During his high school years, Raghavan said he steered away from what he described as “a completely academically oriented mindset,” instead immersing himself in other activities inside and outside the HHS experience.
A member of the National Honor Society and the French Honor Society, Raghavan spent two years as captain of the table tennis team (two years). He speaks proudly of the fact that he, along with a friend, started a politics club at the school and that it now boasts 30 to 35 members.
“It was a good start,” he smiled.
As an active member of the debate team, Raghavan has participated in the Princeton Model Congress and the Duke Model Congress. In addition to honing his communication skills, it also provided Raghavan with the opportunity to get to know a lot of different people and expand his horizons.
His experiences contributed to his desire to do something that involved both public speaking and technical matters. That is why he is targeting a career in finance, with a possible focus on hedge fund management.
Toward that goal, Raghavan will attend the University of Pennsylvania. He chose that school from the 13 colleges he applied to because of a combination of factors—a curriculum that will allow him to earn degrees in both economics and computer science, the fact that it is the home of the prestigious Wharton School of Business, and its location, he explained.
The valedictorian has also volunteered at Somerset Assisted Living, helping to serve meals, play bingo and entertain residents with his piano playing.

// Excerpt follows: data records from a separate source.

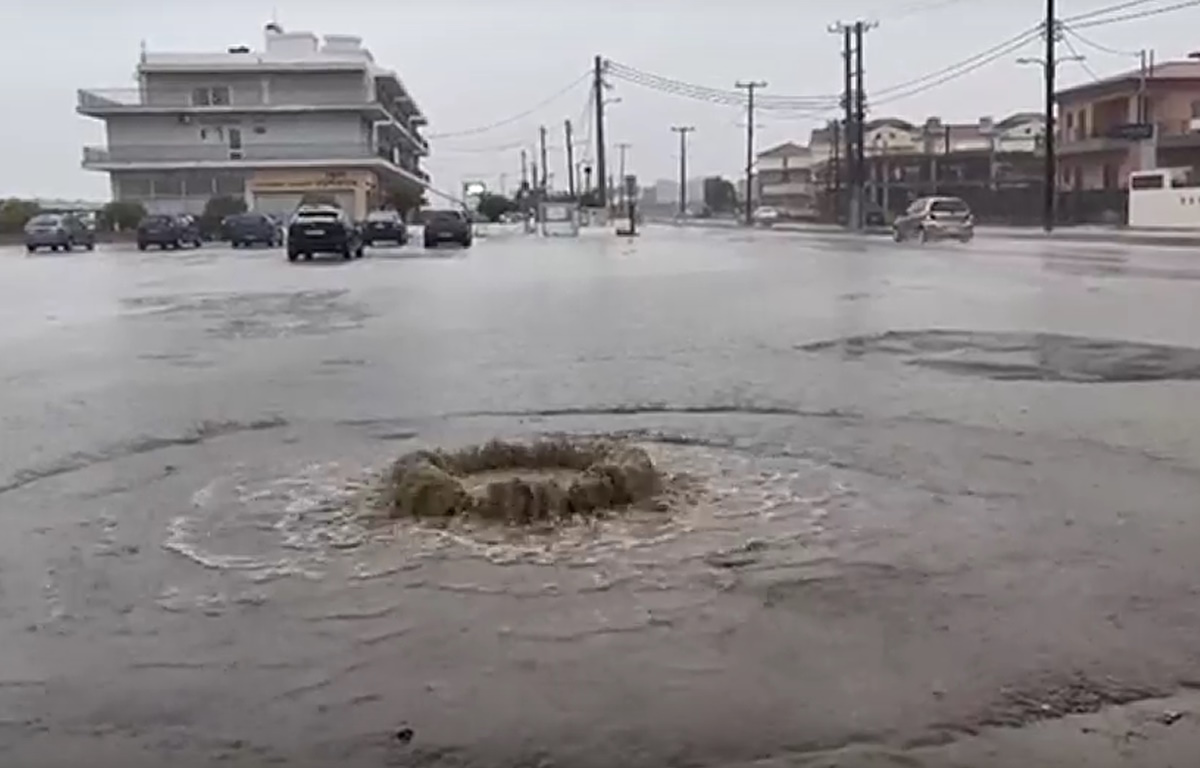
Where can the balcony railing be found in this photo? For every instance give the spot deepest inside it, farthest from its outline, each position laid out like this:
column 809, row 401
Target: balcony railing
column 222, row 153
column 118, row 99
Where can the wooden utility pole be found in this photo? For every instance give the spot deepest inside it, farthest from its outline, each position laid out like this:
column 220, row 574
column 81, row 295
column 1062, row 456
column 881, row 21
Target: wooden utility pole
column 750, row 88
column 598, row 87
column 683, row 131
column 570, row 160
column 1050, row 180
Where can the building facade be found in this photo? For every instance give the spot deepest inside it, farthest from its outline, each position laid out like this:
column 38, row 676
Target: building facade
column 300, row 117
column 991, row 163
column 784, row 179
column 1095, row 149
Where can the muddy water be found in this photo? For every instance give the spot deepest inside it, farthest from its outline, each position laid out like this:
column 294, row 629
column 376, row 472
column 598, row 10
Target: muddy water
column 899, row 534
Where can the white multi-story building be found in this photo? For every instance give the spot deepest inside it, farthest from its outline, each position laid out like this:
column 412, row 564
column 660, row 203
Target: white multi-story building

In fact, much of his time outside of the classroom is spent in the world of music, specifically the complex Indian classical music known as Carnatic. A vocalist and pianist, he hopes to perform in concerts this summer in India “on the path to becoming an actual artist," he said.
For Raghavan, Carnatic music is a “life interest. It gives me everything I need and keeps me balanced throughout.”

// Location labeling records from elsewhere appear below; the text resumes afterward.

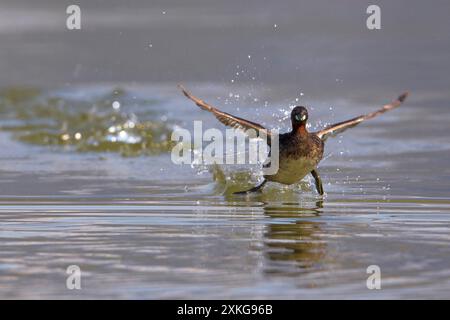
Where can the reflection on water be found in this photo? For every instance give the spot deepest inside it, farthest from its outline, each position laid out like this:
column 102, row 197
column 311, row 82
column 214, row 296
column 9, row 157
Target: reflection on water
column 297, row 241
column 142, row 227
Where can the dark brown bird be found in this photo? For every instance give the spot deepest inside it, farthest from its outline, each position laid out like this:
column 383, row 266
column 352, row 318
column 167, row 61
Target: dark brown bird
column 300, row 151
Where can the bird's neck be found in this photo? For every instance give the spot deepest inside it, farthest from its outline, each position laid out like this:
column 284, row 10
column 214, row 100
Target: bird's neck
column 299, row 129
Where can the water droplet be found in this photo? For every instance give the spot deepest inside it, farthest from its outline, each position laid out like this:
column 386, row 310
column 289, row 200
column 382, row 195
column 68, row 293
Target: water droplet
column 116, row 105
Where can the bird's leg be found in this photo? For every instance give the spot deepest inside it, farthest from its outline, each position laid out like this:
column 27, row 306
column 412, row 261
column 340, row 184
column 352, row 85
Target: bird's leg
column 254, row 189
column 318, row 181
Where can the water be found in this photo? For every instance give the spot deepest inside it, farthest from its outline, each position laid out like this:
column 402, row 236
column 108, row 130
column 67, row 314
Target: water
column 86, row 176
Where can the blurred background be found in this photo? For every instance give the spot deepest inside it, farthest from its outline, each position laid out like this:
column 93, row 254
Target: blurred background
column 320, row 46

He has used his music to help raise funds as United States director of VYSWO, a charity to help village youths in India.
“I want my music to be dedicated to them,” Raghavan said.
As he reflected on his high school years, Raghavan recalled several individuals who were instrumental roles in his development. In addition to parents, he commended HHS guidance counselor Robin Kenney for being “someone I could always talk to about anything. She never got tired of it. She’s amazing.”
He hopes his valedictory remarks will walk “a fine line between lofty thoughts and not sounding like John Hancock, too.”
His advice to future graduates? “Balance yourself; don’t kill yourself. The most successful people in the world are those open to diversity. Don’t be afraid to communicate to others about your problems.”
As for his own future, Raghavan remarked, “I want to be a good student, continue the activities I’ve enjoyed over the years, grow as a person and contribute positively to my community through volunteering.”
In other words, he wants to maintain that all-important sense of balance.